SCOM can do damn near anything, but practically takes an entire team just handling it. LM is super easy to get set up and going, even on a small team such as ours.

Datadog seems like a solid tool, but more oriented towards developers than IT infrastructure.

Not listed here is an open source NMS that we've used before- LibreNMS. While that's solid for handling Cisco devices, it's also a bit fussy and requires way more hand-holding to configure and maintain than LM. It also doesn't really handle more than Cisco devices easily, in my experience.
The built-in chat feature for LogicMon is, hands down, one of the best support channels I've worked with. I can stay in my app while getting the support I need, and they've always been able to help me solve whatever issue I'm coming across. Definitely a big win here.
We're predominantly monitoring devices in our on-prem infrastructure, but we do have some degree of a hybrid environment with a bit of public cloud services included. We're monitoring ~100 on-prem devices. All the devices we're monitoring are in North America, but we have devices in both the US and Canada.
The ease of setup and config for LM cannot be understated. Compared with any other tools I've used, LM is super easy to work with. Just get a couple of on-prem nodes stood up that can talk to your infrastructure and let it do its thing! We run a pretty locked down environment (no Domain Admin service accounts), but it was still easy to make LM a local server admin across our entire Windows fleet, and while we had to set up a collector per DC directly installed on each DC, the fact that we could do this to monitor our DCs while also not making it a domain admin was wonderful!
We originally had very minimal monitoring in our infrastructure as we matured from a start-up. With that being the case, we wanted a more modern tool that matched well with monitoring our IT infrastructure that allowed us to maintain our small team size while giving some robust monitoring. LM seems to fit those requirements perfectly!
I think LM is great if you're looking for a good, easy to use monitoring tool that is highly extensible. You can find modules for almost anything (I've even heard of it being used to monitor beer keg status at their own office!). It's great for getting a ton of visibility into your environment while also minimizing setup time.

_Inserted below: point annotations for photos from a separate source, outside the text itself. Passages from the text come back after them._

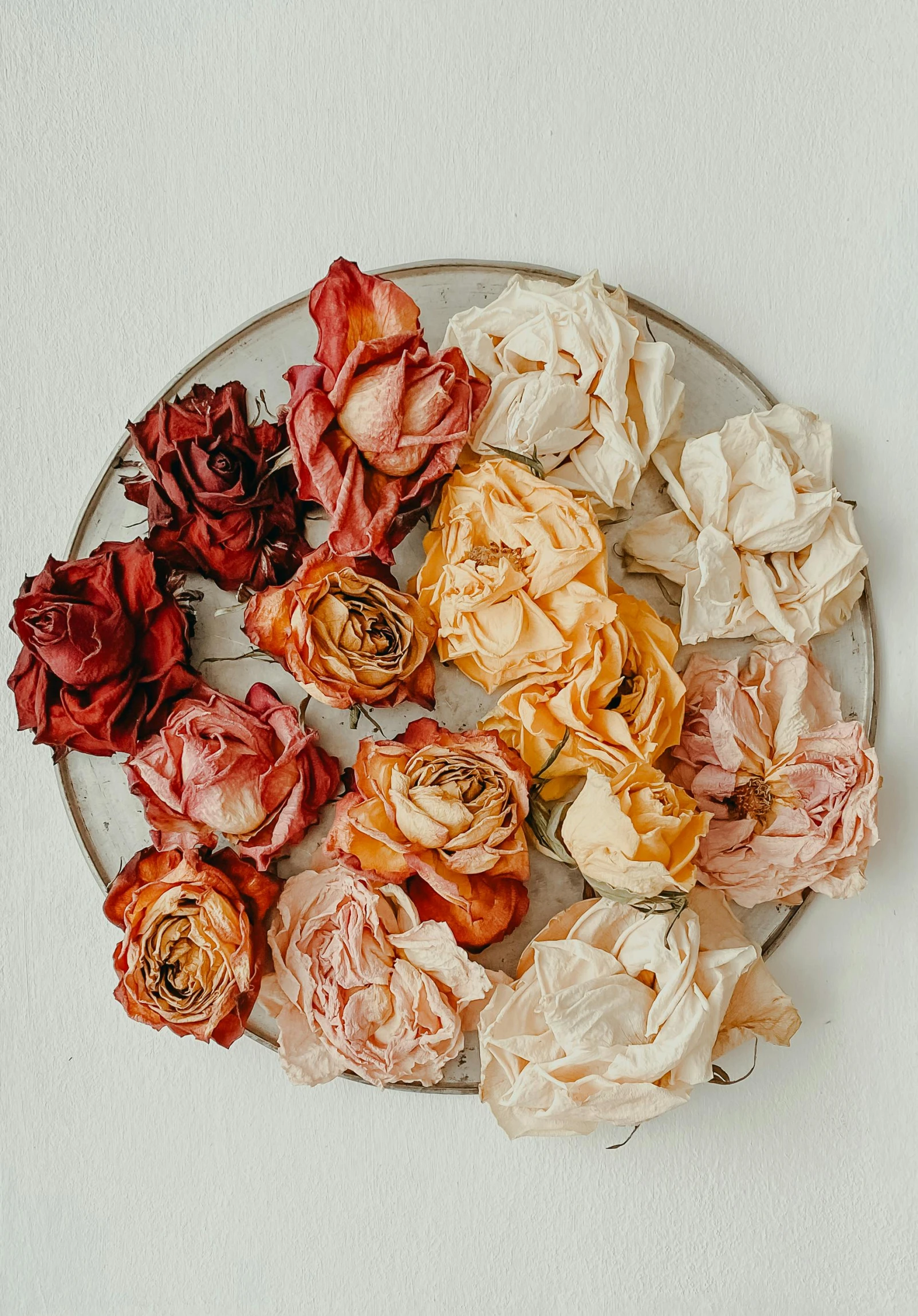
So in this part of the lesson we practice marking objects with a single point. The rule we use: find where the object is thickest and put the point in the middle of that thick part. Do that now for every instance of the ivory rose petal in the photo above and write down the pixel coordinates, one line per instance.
(347, 633)
(363, 985)
(616, 1016)
(447, 807)
(792, 789)
(515, 574)
(576, 382)
(762, 543)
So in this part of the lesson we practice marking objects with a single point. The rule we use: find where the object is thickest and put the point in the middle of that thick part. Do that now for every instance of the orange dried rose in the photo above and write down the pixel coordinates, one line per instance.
(448, 807)
(347, 633)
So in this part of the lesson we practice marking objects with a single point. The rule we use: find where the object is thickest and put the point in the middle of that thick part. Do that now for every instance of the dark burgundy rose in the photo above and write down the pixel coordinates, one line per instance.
(214, 503)
(104, 650)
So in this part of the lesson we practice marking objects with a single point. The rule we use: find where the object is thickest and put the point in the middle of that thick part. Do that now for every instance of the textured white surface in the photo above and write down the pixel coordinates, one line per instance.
(170, 170)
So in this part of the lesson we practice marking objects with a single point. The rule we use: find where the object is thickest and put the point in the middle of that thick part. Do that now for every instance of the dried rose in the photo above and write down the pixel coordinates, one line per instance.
(347, 633)
(621, 703)
(363, 985)
(380, 421)
(194, 944)
(792, 787)
(617, 1015)
(215, 503)
(450, 807)
(247, 770)
(104, 650)
(634, 832)
(515, 574)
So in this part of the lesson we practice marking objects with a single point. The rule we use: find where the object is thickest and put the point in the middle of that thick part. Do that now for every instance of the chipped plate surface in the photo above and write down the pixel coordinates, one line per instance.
(108, 820)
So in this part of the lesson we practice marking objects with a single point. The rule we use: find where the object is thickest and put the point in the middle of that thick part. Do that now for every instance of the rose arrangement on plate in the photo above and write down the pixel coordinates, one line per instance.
(669, 785)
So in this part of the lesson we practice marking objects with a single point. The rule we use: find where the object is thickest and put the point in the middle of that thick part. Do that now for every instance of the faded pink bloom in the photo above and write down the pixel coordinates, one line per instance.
(792, 787)
(363, 985)
(247, 770)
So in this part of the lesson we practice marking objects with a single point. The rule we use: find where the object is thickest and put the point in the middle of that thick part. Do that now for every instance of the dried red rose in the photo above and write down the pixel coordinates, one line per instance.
(214, 502)
(380, 421)
(194, 941)
(247, 770)
(104, 650)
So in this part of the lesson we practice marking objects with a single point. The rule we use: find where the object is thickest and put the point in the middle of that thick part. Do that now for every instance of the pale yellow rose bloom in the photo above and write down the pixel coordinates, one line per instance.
(617, 1015)
(634, 832)
(622, 702)
(515, 574)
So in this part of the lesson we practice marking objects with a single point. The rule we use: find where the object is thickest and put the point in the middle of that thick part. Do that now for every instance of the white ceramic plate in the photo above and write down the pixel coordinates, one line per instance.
(110, 821)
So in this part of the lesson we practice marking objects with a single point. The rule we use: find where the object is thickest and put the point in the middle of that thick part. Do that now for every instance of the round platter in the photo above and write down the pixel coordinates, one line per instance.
(108, 820)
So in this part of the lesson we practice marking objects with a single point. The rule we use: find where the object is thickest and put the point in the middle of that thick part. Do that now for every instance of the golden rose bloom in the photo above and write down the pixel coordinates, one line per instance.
(348, 636)
(448, 807)
(634, 832)
(515, 574)
(623, 702)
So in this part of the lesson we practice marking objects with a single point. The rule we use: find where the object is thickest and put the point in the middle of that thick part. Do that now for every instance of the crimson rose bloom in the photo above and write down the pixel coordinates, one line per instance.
(214, 503)
(380, 421)
(104, 650)
(194, 941)
(244, 769)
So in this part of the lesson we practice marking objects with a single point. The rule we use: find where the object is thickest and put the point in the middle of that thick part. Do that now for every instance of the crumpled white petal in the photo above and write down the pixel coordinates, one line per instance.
(617, 1015)
(573, 382)
(762, 543)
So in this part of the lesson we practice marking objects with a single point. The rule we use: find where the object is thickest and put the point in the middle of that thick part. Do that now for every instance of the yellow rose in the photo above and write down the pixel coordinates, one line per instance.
(634, 832)
(621, 703)
(515, 574)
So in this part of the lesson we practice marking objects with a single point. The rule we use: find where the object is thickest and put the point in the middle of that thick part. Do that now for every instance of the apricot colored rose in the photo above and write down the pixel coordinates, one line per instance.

It does lack in the automated proactive remediation department; I haven't found a way to do that easily yet. And while its tuning is very good out of the box, I have yet to find a monitoring tool in general that doesn't require any tuning, and LM is no different here. And while you can send Netflow data to it, it seems like it's no replacement for a full-on NMS, though it can work very well in conjunction with one.